Lei è un uomo molto razionale ma anche di grandi passioni. Quella per la politica non l’ha mai tentata?
«A me piace la politica da spettatore. La politica è la prima delle scienze e forse è anche l’attività più nobile».
Niente discese in campo?
«Ma no, basta lui. Anni fa mi hanno avvicinato a Palazzo Marino, ma no. Anche perché il sindaco credo sia uno dei mestieri più difficili: se c’è una buca nella strada è colpa tua anche se sei stato il più bravo sindaco della storia... ».
Ha dei rimpianti?
«No, direi di no».
E in Dio crede?
«Ho studiato otto anni dai salesiani, quindi un’educazione religiosa ce l’ho avuta. E poi devo dire anche che mi mandavano a messa tutte le mattine. Mi ricordo che suonavo l’armonium e quindi suonavo anche le canzonette e c’era la solita spia che una volta andò dal consigliere a dire: “Quello suona Gershwin e Cole Porter”. E lui disse una bellissima frase: “Omnis lingua laudat Deum”, “Ogni lingua loda Dio”. Per cui, credo o non credo?

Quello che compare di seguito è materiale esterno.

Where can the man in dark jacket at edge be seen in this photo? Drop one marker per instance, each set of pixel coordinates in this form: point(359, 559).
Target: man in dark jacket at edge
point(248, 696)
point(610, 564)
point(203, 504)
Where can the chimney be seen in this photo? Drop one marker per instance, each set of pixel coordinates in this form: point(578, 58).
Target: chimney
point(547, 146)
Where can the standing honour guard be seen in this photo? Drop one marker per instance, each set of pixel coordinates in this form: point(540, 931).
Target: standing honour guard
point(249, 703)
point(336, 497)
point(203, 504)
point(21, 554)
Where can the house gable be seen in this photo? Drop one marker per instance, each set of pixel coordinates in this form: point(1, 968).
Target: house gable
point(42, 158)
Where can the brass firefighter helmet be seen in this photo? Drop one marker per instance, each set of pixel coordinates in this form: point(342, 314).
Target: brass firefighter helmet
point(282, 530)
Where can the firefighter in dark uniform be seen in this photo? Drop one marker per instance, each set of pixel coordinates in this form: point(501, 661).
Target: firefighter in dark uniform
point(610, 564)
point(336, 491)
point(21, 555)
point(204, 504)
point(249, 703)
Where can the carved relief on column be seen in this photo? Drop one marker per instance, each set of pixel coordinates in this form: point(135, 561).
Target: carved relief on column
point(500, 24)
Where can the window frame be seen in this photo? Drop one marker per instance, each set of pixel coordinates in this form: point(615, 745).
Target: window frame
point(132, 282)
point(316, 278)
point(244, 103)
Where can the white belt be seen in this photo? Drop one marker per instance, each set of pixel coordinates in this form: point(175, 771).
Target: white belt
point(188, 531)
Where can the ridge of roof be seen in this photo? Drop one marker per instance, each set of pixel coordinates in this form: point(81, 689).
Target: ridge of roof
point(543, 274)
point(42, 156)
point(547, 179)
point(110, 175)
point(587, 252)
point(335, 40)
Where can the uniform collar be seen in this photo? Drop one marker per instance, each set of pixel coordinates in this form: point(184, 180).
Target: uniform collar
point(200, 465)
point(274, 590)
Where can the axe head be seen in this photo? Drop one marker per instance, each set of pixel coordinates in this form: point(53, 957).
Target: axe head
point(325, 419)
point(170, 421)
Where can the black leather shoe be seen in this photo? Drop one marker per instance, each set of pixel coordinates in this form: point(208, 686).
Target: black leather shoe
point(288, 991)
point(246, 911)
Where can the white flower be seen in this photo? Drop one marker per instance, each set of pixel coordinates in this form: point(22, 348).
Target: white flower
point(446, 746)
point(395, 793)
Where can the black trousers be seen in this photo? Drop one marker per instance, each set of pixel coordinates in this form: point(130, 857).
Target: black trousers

Bisogna credere. Non possiamo non dirci cristiani».
È il momento del bilancio. Lei nella sua vita ha usato più testa o più cuore?
«Sembra un coccodrillo, non un’intervista. Comunque credo tutte e due. Nelle scelte importanti la razionalità deve prevalere. Poi però è chiaro che la razionalità dev’essere mitigata e dev’essere accompagnata dal calore, dal sentimento per gli altri. Quindi razionalità ma nello stesso tempo cuore».
Vabbè vince la ragione, me l’aspettavo,giustamente lei ha detto che la razionalità è quella che ha prevalso, quella che deve prevalere.
«Che grande autore, Auto da fé è uno dei più bei libri che abbia mai letto».